El mes pasado, para el número 285 de la revista, tuve ocasión de escribir uno de los reportajes que más ilusión me han hecho en todo el tiempo que llevo en ella: un repaso a la historia de Sega. Dado que el espacio en papel es finito, se quedaron en el tintero infinidad de asuntos. Uno de mis géneros predilectos es el de la velocidad, así que, aprovechando la florida primavera que se avecina con Project CARS, F1 2015 y MotoGP 15, creo que es de justicia rendir homenaje a una compañía que contribuyó sobremanera a que las carreras virtuales sean lo que son hoy y a que a mí me apasionen tanto. Más concretamente, voy a hablar de las recreativas de velocidad de Sega que marcaron mi infancia, cuando me tiraba tardes enteras tratando de apurar contra el cronómetro las pesetas que me dispensaban mi madre o mi abuelo.

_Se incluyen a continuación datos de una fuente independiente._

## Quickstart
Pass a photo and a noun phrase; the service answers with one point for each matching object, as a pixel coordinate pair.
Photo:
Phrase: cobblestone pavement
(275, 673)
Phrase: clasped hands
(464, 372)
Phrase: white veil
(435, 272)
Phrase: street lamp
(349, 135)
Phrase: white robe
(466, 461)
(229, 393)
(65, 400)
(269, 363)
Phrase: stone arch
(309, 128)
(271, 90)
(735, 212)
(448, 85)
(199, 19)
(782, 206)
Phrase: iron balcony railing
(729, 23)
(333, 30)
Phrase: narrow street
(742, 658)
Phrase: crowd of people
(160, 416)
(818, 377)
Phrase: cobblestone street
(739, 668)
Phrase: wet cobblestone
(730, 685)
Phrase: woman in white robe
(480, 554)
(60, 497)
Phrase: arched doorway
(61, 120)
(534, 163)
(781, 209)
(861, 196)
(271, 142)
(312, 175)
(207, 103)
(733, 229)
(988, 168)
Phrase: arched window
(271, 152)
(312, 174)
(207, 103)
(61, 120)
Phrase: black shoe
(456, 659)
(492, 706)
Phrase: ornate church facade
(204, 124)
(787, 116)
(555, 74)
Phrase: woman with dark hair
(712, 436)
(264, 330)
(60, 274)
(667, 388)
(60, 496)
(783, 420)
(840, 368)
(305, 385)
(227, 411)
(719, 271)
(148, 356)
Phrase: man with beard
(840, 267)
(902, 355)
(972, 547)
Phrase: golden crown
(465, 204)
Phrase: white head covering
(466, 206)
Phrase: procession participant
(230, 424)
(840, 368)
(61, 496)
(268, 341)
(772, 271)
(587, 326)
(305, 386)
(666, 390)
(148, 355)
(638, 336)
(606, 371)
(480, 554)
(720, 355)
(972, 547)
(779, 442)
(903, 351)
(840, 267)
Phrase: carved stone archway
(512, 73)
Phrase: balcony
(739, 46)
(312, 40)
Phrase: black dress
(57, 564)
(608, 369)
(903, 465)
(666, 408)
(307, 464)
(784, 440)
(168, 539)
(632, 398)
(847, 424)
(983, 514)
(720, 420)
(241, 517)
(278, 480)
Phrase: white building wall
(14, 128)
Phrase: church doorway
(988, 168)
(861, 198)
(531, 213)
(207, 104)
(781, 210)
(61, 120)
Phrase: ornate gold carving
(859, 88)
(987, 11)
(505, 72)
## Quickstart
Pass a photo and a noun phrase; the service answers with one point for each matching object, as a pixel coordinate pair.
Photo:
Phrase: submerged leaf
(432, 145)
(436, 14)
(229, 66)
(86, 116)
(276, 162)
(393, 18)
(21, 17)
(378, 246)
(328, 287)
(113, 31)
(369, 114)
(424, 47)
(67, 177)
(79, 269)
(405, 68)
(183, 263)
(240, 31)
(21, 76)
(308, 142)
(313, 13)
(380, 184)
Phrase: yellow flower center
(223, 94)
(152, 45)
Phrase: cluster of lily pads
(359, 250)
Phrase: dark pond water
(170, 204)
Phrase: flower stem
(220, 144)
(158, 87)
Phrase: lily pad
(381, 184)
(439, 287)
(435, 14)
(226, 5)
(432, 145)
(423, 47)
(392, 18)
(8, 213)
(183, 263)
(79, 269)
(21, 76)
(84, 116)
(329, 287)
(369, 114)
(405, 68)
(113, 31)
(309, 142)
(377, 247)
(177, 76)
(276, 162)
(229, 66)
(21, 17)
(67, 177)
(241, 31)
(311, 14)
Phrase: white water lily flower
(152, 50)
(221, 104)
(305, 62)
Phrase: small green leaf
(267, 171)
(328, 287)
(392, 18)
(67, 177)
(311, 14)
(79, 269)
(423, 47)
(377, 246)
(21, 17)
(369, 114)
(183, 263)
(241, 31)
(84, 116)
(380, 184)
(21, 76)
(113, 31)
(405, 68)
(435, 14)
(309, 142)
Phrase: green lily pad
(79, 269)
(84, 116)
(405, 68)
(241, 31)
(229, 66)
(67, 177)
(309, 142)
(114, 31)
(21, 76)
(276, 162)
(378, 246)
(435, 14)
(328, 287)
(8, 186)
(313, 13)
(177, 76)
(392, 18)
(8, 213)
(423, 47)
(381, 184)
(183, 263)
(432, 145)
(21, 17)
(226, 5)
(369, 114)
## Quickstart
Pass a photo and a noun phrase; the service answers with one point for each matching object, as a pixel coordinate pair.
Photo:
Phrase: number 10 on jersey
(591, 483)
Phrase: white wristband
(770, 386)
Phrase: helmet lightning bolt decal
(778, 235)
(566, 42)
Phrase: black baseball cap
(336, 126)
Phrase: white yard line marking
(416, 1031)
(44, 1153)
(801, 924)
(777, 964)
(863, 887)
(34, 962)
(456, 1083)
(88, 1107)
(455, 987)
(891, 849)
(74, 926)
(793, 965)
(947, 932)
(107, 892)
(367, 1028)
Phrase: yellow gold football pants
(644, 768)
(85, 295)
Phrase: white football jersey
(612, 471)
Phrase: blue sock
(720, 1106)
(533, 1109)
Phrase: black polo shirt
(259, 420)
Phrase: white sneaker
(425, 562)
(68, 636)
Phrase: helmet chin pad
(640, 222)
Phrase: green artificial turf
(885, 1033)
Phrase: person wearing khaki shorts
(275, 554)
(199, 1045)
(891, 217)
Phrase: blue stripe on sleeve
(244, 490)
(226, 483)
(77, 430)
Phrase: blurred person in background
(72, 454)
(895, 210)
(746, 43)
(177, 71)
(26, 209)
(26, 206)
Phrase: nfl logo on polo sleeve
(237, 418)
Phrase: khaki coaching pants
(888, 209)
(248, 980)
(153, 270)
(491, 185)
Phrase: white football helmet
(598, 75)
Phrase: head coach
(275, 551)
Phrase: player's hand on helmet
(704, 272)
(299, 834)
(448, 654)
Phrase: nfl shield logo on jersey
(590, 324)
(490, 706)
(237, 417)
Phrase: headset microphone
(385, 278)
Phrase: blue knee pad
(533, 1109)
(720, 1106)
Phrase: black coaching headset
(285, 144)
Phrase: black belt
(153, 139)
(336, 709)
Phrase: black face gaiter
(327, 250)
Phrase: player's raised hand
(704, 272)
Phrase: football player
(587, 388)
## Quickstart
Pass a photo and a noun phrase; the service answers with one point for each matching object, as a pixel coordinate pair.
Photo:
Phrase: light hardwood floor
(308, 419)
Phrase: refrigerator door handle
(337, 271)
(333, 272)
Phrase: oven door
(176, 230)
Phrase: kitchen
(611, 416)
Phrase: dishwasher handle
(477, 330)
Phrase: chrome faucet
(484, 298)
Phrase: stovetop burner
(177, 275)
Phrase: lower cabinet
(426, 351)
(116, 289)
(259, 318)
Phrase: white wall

Sé que faltarán algunos títulos, pues hubo muebles con los que nunca tuve la fortuna de toparme (peregrinar por diversos salones y ver qué máquinas tenían era una toda una experiencia), pero os invito a que hagáis vuestras aportaciones en los comentarios.

Al margen de joyas como Megadrive y Dreamcast, dos consolas a las que tengo en un altar, es evidente que la historia de Sega está muy ligada a sus recreativas. Lástima que, hoy en día, los salones recreativos (para mí, de pequeño, eran ‘las máquinas’) hayan quedado reducidos casi a cenizas. En ese ámbito, era fundamental tener muebles espectaculares que atrajeran al personal, y el género de la velocidad fue, sin duda, el que mejor partido supo sacarles. Especialmente, el estudio AM2, con el gurú Yu Suzuki a la cabeza, firmó un puñado de títulos, a cada cual más grandilocuente, desde Hang-On y OutRun hasta 18 Wheeler o Ferrari F355 Challenge, pasando por Daytona USA o Virtua Racing. La maestría de Sega con la velocidad arcade fue tal que, una vez convertida en desarrolladora ‘third party’ y hechas las paces con Nintendo, ésta le encargó hacer dos entregas de su mítica saga F-Zero, una para recreativas (AX) y otra para Gamecube (GX).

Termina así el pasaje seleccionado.